Quintin Lake “Drawing Parallels: Architecture Observed” Papadakis, 2009
ISBN 978-1906506-04-9 (Hardcover, 208 pages. £25. Colour throughout)
Reviewed by William Arthurs, Editor, London Society Journal
This fascinating book collects about 200 photographs of natural features, buildings and architectural detail from many countries around the world. Each page spread presents two photographs, with brief commentary, for the reader to compare and contrast. It is reviewed here because fifteen of the images are drawn from the London area and it is on some of these that I comment below, along with their comparisons.
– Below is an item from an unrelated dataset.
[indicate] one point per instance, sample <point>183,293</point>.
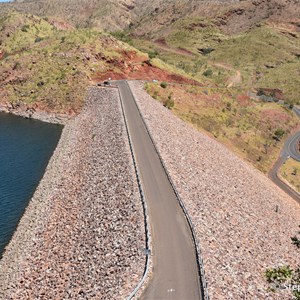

On pp. 22-3, a bleak Thames estuary landscape comprising the Barking Creek tidal barrier, resembling a giant guillotine, and the outfall of the Beckton Sewage Treatment works, is compared with a drier and more mysterious landscape in Yazd, Iran, with two square brick wind-towers, a conical brick building used as a refrigerator, and in the background a Zoroastrian Tower of Silence. I noted here the hidden nature of disposal – in the case of the Tower of Silence, the laying out of the corpses of the deceased on top of the tower is ritualistic, while the sewage works operate a mechanised and secular process of disposal (though one could compare some Victorian views of the sewer system, outlined by Dobraszczyk in “Into the Belly of the Beast”, also reviewed in this issue, and for which Quintin Lake provided the dustjacket image).
Next, on pp. 32-3, a comparison between the stump of one of the demolished Moorish-style chimneys at Abbey Mills pumping station (1865-8; these chimneys became redundant in the 1930s and were demolished during the Second World War) and the stump of the 14 th century Alau Minar brick minaret in Delhi, never completed. (Incidentally the Abbey Mills station as originally built is depicted on p. 114 of “Into the Belly of the Beast” and the chimneys are described on pp. 139 ff.). The Abbey Mills chimneys were 209 feet tall. The Delhi minaret was a more ambitious project as it was originally intended to be taller than its extant neighbour, Qutb Minar, at 240 feet the world’s tallest brick minaret.
On pp. 36-7, a view familiar to our readers from the cover of issue 457 – the columns of the old Blackfriars Railway Bridge – are compared with some Doric columns at the Temple of Hera at Paestum (550 BC). In both cases, columns are left supporting not much, but still standing – but compare the materials and finish, and how they have weathered.
On pp. 48-9 a detail of the terracotta columns around the main entrance to the Natural History Museum (Alfred Waterhouse, 1860-1880) are compared with 12th century lathe-turned sandstone temple balusters at Angkor Wat. Here we are invited to compare texture, colour, to imagine the different processes for firing terracotta and turning sandstone, and to consider the
function of the buildings – a temple of science, and a Hindu temple.
Later photographs include the Gherkin, the Tower of London, Rachel Whiteread’s “House”, and vernacular settings in Walthamstow and in South London. A thought-provoking and beautifully-photographed collection to which I have found myself returning on many occasions.
William Arthurs, Editor, London Society Journal
The London Society Journal is the magazine for members of the London Society and is published twice a year. The London Society was founded in 1912 and works to stimulate appreciation of London, to encourage excellence in planning and development, and to preserve its amenities and the best of its buildings.